In the twenty-first century, museums and other institutions are being called to decolonise their collections and acknowledge these violent histories. One prominent aspect of this conversation is repatriating objects from previously colonised countries. However, a subject that receives less attention is the continuing illegal trade of antiquities, as illustrated by the examples above. In the wake of the increased demand for South Asian art objects in the global antiquities market, India has introduced strict laws, the Antiquities and Art Treasures Act of 1972 and the Antiquities and Art Treasures Rules of 1973, to curb the illicit export of its archaeological and cultural heritage. However, the lack of documentation of heritage sites and objects as well as security makes the implementation of these laws a major challenge. 
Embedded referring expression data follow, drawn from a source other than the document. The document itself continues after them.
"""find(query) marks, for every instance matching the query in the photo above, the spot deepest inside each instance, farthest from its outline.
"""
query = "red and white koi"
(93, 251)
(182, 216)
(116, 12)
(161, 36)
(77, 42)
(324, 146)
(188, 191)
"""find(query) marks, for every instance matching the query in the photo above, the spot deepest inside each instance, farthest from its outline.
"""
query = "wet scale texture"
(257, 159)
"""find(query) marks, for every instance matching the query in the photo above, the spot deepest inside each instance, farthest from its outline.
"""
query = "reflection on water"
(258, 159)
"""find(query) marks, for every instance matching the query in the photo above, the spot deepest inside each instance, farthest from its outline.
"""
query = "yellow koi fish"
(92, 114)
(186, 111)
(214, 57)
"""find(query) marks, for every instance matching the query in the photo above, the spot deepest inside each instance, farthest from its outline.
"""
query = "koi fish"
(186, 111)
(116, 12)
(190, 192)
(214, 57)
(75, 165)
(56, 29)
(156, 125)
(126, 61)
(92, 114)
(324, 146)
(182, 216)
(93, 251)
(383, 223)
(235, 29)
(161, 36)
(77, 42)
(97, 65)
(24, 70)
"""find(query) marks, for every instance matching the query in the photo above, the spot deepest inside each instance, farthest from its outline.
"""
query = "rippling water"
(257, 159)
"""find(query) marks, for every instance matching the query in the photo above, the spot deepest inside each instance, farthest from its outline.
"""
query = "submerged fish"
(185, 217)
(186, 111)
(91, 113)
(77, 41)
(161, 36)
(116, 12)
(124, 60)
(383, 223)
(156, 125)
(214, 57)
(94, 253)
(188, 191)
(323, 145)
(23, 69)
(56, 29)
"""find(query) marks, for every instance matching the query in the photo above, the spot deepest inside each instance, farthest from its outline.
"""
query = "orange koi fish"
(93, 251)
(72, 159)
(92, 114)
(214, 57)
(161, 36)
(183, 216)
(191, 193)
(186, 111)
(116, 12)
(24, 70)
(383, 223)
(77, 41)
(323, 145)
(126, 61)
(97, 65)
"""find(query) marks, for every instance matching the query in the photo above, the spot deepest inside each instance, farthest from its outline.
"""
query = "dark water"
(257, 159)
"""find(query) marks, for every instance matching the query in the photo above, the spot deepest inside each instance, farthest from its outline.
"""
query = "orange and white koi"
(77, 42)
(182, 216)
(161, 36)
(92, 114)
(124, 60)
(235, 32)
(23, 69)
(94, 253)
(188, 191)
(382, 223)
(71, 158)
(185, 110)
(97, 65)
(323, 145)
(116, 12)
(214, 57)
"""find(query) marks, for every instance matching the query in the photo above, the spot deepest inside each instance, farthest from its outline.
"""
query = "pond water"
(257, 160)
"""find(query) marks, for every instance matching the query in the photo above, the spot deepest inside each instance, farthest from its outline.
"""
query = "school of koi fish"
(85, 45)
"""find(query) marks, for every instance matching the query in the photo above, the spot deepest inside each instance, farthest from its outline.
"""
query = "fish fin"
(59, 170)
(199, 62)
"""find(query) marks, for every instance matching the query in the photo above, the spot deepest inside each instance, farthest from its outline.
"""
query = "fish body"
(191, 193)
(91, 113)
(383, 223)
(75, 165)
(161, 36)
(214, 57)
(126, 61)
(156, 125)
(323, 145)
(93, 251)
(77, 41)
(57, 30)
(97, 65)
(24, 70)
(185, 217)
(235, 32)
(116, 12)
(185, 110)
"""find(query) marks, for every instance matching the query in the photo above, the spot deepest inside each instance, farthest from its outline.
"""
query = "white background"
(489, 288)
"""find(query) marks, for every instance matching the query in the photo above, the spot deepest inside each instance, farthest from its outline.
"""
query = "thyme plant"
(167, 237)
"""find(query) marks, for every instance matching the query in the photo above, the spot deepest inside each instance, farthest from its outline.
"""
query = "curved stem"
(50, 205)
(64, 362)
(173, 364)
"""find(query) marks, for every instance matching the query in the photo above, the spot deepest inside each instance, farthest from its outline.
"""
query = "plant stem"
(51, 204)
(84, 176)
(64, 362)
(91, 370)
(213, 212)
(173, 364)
The legality of these actions aside, the presence of South Asian objects in global collections raises some important questions: Who owns cultural heritage and has the right to build narratives and knowledge around it? 

The transfer of objects from one context to another also informs their meaning — a processional deity who may have been worshipped with incense and flower offerings and whose blessings may have been sought by a community becomes a static museum object that typifies an aesthetic style. What might have been considered a symbolic spoil of war by one medieval kingdom becomes a sculpture that can now be studied and compared across objects from the same region in various museum collections. Many museums do not highlight these histories, treating all the objects in their collection as though they are neutral artworks to be studied and appreciated, rather than artefacts that may have entered their collections through an imbalance in power or colonial conquest.

It has been argued that the presence of these objects in global collections has allowed international audiences to gain exposure to South Asian art, whilst encouraging global scholarship; and that often, these artefacts would have been lost or destroyed had they not been preserved by these museums. 

Despite these claims that often stem from well-intentioned, academic perspectives, it is worth remembering that many of these objects were part of the living traditions of communities. Besides, how can South Asians have a collective, non-fragmented understanding or appreciation for art history, when some of the finest examples — such as the Amaravati marbles and the Sultanganj Buddha — are outside the region, in spaces that only the most privileged of them can access?